Calhoun Country Club: A Certified Golf Course Superintendent's Perspective

Mike Holt, a Certified Golf Course Superintendent (CGCS), is a resident of Calhoun County and has been in the golf industry for 27 years, 6 of those at Calhoun Country Club.

He would like to see Calhoun Country Club remain open and in great shape. But, as a golf course manager, Mr. Holt states that if “it's not going to be maintained to the standards of local, well known, golf facilities then the county will just be owning it for the value of the land.”

“It is proven that golfers will pay for the experience of playing a nice facility,’ says Mr Holt. “The layout at Calhoun Country Club is one of the best in the state and if it's managed properly,…” he is “sure it can be an asset for the county. If not managed properly, it will be closed in short order.”

He further states, “You can not have debt on a golf course and only charge $20 per round while providing a below average golf product. These types of facilities are closing every day because they can not break even much less be profitable. If you don't believe me, the CCC [Calhoun Country Club] is a perfect example to back up what I just mentioned, which is why it is in the position that it's in right now.”

“If it's managed by the right people, I think it would not only NOT be a tax burden but actually an asset for the county. The problem is upfront capital.”

In reference to the County’s expected initial investment to improve the facility, Mr. Holt asks, “Minimum of $88K to a maximum amount of what? The county does have some purchasing power and resources that not all golf courses have, so what they can do with $88K is more than what a privately owned course can do.
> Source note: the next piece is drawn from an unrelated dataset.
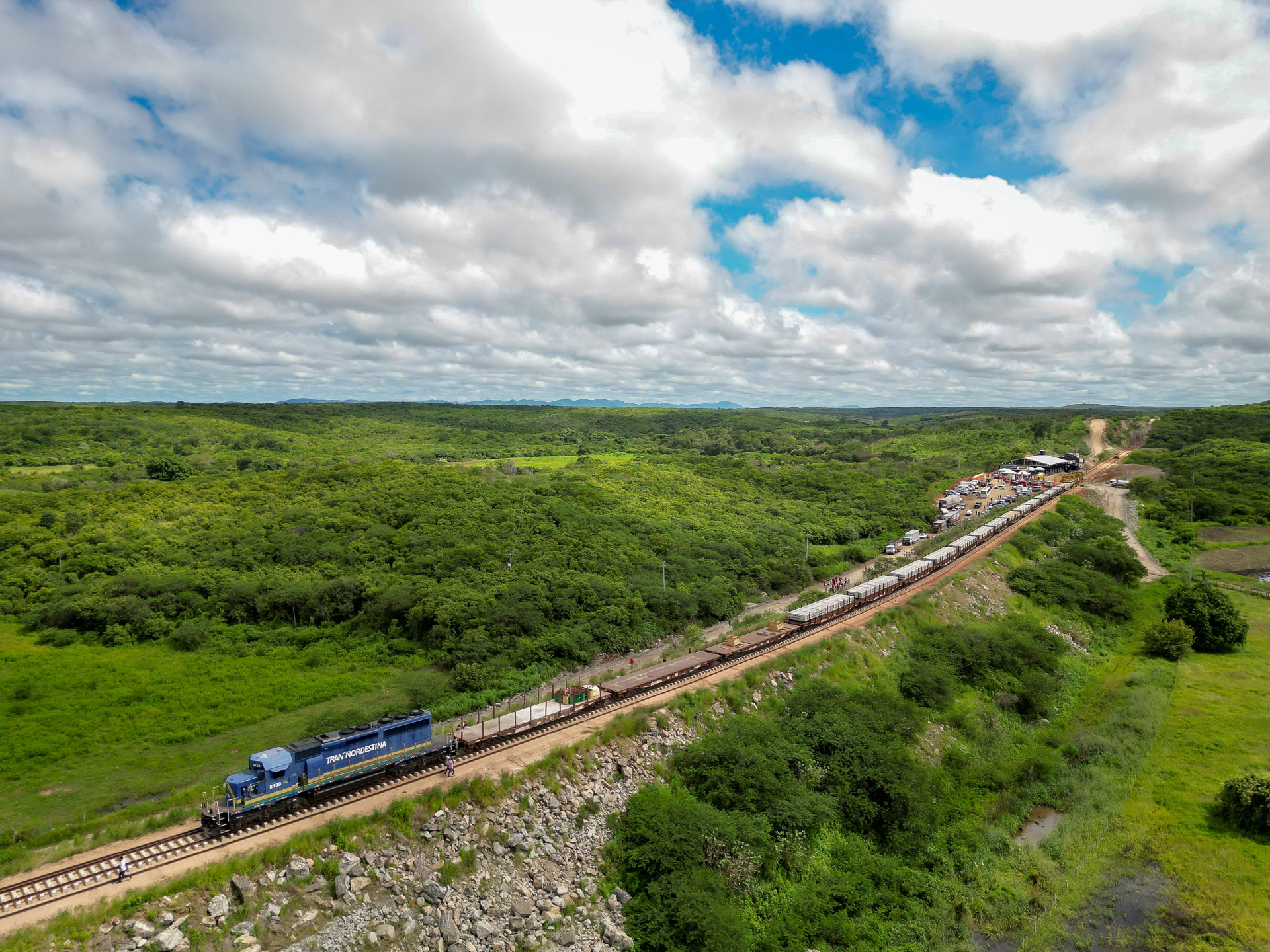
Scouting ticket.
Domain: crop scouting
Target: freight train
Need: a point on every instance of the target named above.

I would just like to know what it includes and who gave them the $88K figure.”

He further outlines what he believes is the actual needs to bring the golf facility back into “great shape.” These items and estimated costs are:

  • A new irrigation system: +/- $200K

  • New bunkers and new grass variety on the greens: +/- $100K

  • Cart path repair: $100K up front

  • TOTAL: $400,000

“You could fix some things and let those improvements fix other problems, the way it should have been done when the clubhouse was built. Put some money into it, revitalize it, get it profitable and then it'll pay for the other repairs. It's an easy property to maintain but it has to be operated comparable to other courses in the area that are doing well and with only an $88K upfront investment, I just don't see it.”

Per Mr. Holt annual operating costs will be approximately $300K a year in outside operations and payroll and $50K a year for a minimum equipment lease package or purchase package. He further states, “I operate one of the best local courses and these numbers are very representative of what a good quality, reputable golf course will spend in outside operations, double that amount with the amenities that CCC has in the clubhouse.”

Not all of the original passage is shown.